Nous nous quittâmes, et je ne le revis que vingt ans plus tard, par le plus grand des hasards: à la cérémonie du mariage du fils d'un ami commun en janvier 2024. Dès qu'il me vit, il me demanda de m'asseoir près de lui, autour de la grande table d'honneur qui réunissait du beau et vieux monde. Je lui lançais: «Vous vous rappelez de moi?» Il me répondit par une accolade en murmurant: «J'ai toute ma tête et j'ai une très bonne mémoire: je voulais croire que tu étais Khediri, mais tu es bien Grine!» Incroyable, je retrouvais intacte la même chaleur communicative, la même ferveur, qui vous donnait l'impression d'être, à ses yeux, l'homme le plus important du monde. Comment dire, il grandissait ceux avec qui il parlait. Certains ministres de son gouvernement (1991-92) en témoignent encore. Cet amour pour les autres fait partie de son ADN. Il était comme ça, voilà tout, et c'est tant mieux qu'un pareil homme existât.

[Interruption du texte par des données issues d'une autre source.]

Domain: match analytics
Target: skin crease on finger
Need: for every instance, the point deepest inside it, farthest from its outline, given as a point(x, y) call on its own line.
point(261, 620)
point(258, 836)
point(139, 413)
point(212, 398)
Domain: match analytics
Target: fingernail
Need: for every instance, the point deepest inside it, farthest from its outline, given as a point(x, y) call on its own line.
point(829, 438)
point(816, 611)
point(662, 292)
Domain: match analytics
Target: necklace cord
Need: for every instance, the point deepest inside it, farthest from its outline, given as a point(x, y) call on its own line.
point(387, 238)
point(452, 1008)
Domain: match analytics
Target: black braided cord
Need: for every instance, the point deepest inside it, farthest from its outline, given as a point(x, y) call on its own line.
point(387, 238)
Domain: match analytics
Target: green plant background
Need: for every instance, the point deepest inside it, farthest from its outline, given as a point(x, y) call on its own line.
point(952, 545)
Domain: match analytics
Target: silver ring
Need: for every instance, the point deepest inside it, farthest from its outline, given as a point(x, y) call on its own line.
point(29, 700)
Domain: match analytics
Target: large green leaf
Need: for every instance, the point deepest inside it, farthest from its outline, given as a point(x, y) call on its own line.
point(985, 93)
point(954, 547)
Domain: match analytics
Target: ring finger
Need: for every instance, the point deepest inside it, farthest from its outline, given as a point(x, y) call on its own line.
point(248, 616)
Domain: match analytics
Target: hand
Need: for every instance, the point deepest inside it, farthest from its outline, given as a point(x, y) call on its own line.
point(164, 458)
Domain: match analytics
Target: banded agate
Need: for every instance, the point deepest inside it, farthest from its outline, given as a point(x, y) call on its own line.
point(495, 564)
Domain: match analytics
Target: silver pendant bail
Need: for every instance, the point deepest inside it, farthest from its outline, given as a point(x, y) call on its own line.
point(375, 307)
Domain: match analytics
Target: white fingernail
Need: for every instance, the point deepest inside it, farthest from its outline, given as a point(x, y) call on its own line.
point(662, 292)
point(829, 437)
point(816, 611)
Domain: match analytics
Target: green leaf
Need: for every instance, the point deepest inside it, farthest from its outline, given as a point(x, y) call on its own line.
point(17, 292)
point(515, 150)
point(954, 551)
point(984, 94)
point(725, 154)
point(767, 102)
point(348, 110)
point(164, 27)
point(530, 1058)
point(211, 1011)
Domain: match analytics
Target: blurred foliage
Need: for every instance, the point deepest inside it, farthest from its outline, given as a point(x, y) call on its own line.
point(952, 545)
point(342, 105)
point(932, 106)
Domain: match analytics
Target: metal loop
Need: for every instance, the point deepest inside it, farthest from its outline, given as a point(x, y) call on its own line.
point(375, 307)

Comme j'étais en train de terminer un livre sur Sénac, je l'interrogeai sur l'aide qu'il avait apportée au poète sous forme de récitals poétiques financés par Sonatrach. Avait-il au préalable reçu l'aval de Boumediene? Il manqua de s'étouffer: «Pourquoi l'aval? Je n'avais pas besoin de son autorisation. Je n'aurais d'ailleurs pas accepté qu'il se mêle des oeuvres sociales de mon groupe. Lui, il gérait l'Algérie et moi Sonatrach.» Il ajouta qu'il aimait beaucoup le poète et qu'il avait même mis en exergue un vers de ses poèmes dans son livre Question d'Etat. Il ajouta dans la foulée: «J'ai toujours aimé les arts et la culture, j'aime et je respecte les vrais artistes.» J'aurais pu lui dire que lui aussi était, à sa manière, un artiste de la politique.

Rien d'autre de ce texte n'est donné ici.